Even with the decline, electric vehicles are on pace for record sales this year and make up around 8 percent of the overall market. That is up from around 2.3 percent five years ago and a meager 0.66 percent a decade back. Valdez Streaty expects this trend to continue, as does Liz Najman, director of market insights at Recurrent, a company that provides data about EVs. She said that there are a slew of new, more affordable models, including revamped versions of the Nissan Leaf and Chevrolet Bolt, coming to market over the next year that should help drive demand. 

By the end of 2026, there will be around 16 electric models available for less than $42,000 new, compared to half that this year, Najman said. And, like Valdez Streaty, she points to continued downward pressure on used prices expanding adoption of the technology. Most notably, dealerships offered a glut of lease deals on EVs in recent years, and many of those cars are approaching the end of their terms and will soon hit used lots. 
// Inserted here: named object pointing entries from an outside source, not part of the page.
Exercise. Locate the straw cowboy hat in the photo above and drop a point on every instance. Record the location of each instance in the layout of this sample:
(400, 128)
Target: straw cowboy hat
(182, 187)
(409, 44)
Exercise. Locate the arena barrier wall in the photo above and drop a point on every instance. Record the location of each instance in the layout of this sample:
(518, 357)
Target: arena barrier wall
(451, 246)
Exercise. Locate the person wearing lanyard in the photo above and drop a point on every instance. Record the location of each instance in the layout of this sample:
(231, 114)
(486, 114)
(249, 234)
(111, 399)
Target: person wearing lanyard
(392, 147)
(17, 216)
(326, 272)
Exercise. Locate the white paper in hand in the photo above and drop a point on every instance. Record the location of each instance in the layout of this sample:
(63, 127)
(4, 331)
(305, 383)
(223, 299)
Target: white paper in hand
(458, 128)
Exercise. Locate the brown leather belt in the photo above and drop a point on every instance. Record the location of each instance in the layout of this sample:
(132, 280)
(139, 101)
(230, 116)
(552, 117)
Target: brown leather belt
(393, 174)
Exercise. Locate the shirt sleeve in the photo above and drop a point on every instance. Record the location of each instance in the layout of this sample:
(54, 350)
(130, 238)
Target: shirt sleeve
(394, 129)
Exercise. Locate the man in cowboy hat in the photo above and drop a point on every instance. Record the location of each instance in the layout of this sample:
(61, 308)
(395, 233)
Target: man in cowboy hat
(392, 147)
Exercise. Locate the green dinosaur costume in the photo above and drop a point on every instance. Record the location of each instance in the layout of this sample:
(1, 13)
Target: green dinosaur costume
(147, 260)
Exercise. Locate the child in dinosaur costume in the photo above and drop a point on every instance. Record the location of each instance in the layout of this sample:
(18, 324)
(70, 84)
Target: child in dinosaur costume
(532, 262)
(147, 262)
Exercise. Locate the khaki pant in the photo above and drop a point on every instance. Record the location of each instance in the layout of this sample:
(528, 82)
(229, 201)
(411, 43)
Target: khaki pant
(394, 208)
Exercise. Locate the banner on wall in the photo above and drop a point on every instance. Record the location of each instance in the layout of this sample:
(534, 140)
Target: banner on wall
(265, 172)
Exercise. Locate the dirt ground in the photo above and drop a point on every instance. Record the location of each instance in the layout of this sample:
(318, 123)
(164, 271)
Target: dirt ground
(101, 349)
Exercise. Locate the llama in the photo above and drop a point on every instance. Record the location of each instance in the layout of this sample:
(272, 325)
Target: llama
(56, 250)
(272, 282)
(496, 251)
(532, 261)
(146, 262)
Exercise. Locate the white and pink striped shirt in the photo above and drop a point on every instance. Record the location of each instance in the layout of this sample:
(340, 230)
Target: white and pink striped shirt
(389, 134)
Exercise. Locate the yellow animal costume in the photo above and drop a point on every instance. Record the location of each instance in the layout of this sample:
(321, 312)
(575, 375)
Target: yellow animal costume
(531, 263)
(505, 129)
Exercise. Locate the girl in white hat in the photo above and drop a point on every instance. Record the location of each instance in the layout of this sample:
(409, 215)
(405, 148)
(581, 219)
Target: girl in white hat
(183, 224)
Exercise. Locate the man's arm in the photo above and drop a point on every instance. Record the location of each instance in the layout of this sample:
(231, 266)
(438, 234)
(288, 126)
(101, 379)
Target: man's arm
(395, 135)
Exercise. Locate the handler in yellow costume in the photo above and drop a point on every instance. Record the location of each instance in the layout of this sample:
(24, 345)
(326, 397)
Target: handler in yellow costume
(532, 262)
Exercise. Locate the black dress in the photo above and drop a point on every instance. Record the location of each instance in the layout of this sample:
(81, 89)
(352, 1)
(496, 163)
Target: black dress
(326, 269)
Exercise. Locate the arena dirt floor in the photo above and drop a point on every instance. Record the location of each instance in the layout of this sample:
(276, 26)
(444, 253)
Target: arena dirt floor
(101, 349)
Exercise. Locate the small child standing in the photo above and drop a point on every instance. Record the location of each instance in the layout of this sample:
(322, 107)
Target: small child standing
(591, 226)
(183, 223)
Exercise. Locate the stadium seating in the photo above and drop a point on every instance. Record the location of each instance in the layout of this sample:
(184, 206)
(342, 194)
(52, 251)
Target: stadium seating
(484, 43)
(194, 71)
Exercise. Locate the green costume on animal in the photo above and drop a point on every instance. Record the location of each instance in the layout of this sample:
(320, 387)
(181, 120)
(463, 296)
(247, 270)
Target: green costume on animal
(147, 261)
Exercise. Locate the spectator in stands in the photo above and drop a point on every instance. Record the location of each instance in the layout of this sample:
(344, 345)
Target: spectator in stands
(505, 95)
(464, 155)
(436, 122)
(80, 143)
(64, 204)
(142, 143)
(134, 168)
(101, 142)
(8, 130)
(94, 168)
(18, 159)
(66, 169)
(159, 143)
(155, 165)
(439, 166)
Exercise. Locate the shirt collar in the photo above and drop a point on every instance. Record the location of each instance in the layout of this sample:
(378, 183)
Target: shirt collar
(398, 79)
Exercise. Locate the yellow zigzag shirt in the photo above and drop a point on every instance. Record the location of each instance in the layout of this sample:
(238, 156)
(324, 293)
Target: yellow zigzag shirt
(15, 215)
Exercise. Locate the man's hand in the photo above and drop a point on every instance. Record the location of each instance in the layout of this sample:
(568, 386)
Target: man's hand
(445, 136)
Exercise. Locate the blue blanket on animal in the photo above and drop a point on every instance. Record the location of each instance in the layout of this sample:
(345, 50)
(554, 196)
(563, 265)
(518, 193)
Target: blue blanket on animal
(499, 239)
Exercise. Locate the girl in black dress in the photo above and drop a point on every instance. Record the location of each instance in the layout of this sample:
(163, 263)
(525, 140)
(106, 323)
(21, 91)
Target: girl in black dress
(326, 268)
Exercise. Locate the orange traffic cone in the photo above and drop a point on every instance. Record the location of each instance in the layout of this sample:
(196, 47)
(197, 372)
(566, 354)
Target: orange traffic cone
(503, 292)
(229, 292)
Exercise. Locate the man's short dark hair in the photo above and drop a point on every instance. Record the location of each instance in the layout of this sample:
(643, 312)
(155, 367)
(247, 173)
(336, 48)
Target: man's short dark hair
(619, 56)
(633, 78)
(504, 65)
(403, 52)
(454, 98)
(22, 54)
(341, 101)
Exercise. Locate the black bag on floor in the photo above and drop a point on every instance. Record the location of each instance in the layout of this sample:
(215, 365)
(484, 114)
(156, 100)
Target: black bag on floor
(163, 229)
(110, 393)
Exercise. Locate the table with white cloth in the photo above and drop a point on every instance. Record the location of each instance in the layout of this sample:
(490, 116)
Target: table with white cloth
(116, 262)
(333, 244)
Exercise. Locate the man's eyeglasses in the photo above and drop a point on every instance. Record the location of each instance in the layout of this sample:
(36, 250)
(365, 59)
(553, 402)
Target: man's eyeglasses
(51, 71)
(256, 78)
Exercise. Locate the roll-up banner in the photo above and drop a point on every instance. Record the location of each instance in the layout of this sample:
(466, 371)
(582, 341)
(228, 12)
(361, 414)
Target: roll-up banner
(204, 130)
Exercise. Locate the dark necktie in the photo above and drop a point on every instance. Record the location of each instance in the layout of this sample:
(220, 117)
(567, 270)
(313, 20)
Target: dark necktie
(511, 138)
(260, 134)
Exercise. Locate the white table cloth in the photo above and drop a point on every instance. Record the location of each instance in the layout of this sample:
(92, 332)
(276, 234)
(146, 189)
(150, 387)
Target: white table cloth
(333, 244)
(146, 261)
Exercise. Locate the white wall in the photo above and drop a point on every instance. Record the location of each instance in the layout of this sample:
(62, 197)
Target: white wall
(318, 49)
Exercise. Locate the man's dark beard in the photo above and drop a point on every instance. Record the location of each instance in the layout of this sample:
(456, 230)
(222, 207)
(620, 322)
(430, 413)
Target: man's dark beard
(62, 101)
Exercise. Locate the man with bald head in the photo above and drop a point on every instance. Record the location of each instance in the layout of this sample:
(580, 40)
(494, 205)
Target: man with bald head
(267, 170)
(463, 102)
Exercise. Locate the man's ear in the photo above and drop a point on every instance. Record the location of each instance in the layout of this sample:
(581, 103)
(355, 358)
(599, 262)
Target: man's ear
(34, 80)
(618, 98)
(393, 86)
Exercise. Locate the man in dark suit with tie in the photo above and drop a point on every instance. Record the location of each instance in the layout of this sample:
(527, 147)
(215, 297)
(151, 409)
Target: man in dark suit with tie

“There are a lot of options for people,” said Najam, who is optimistic about the industry’s prospects. Kathy Harris, with the environmental nonprofit NRDC, notes that EVs owners don’t need to buy gas and they avoid some basic maintenance like oil changes. That makes cars with cords more attractive. Overall, she said, “there are significant total cost of ownership benefits even with the higher upfront price.”

That said, the market is certainly fighting headwinds.

In addition to rescinding consumer tax credits, Republicans in Congress also stripped away many manufacturing and other corporate incentives for battery or vehicle manufacturing. They have also attempted to undercut federal fuel economy and pollution standards, which incentivize production of low- and zero-emissions vehicles. In that same bill, for example, Congress eliminated the penalties for manufacturers that violate the Corporate Average Fuel Economy, or CAFE, standards. This allows companies to produce more profitable yet less fuel-efficient vehicles like SUVs and pickup trucks without worry of being fined. Under President Donald Trump, the Environmental Protection Agency also revoked California’s waiver to set its own emissions standards. 

A number of these changes are currently the subject of litigation (California, for example, has sued the Trump administration to preserve its tailpipe rules), and analysts are watching these cases closely. The same goes for Trump’s sweeping tariffs, which have also put upward pressure on the cost of all new vehicles. EVs could be particularly hard-hit, as batteries generally come from abroad and can make up as much as 40 percent of the value of the car. 

All of this uncertainty has led several manufacturers to announce rollbacks in their EV plans. But Najman points out that many have stood their ground, too; she called out Hyundai in particular for expanding their EV offerings. “These are companies that have already made their commitment to electric vehicles clear both in terms of words and actions,” she said. This blip is “not really going to slow down their success.” 

Some states are trying to step in to fill the void the federal government has left. Since those credits went away, Colorado and Connecticut have raised their credits or rebates (by $3,000 and $500, respectively). In total, Valdez Streaty said, 17 states offer EV purchase incentives. And, the United States aside, Harris believes that manufacturers will keep producing more, and cheaper, EVs, because that’s what customers in the rest of the world want as well. 

“It’s quite clear that this is still where the market is going,” she said. “I’m hopeful.”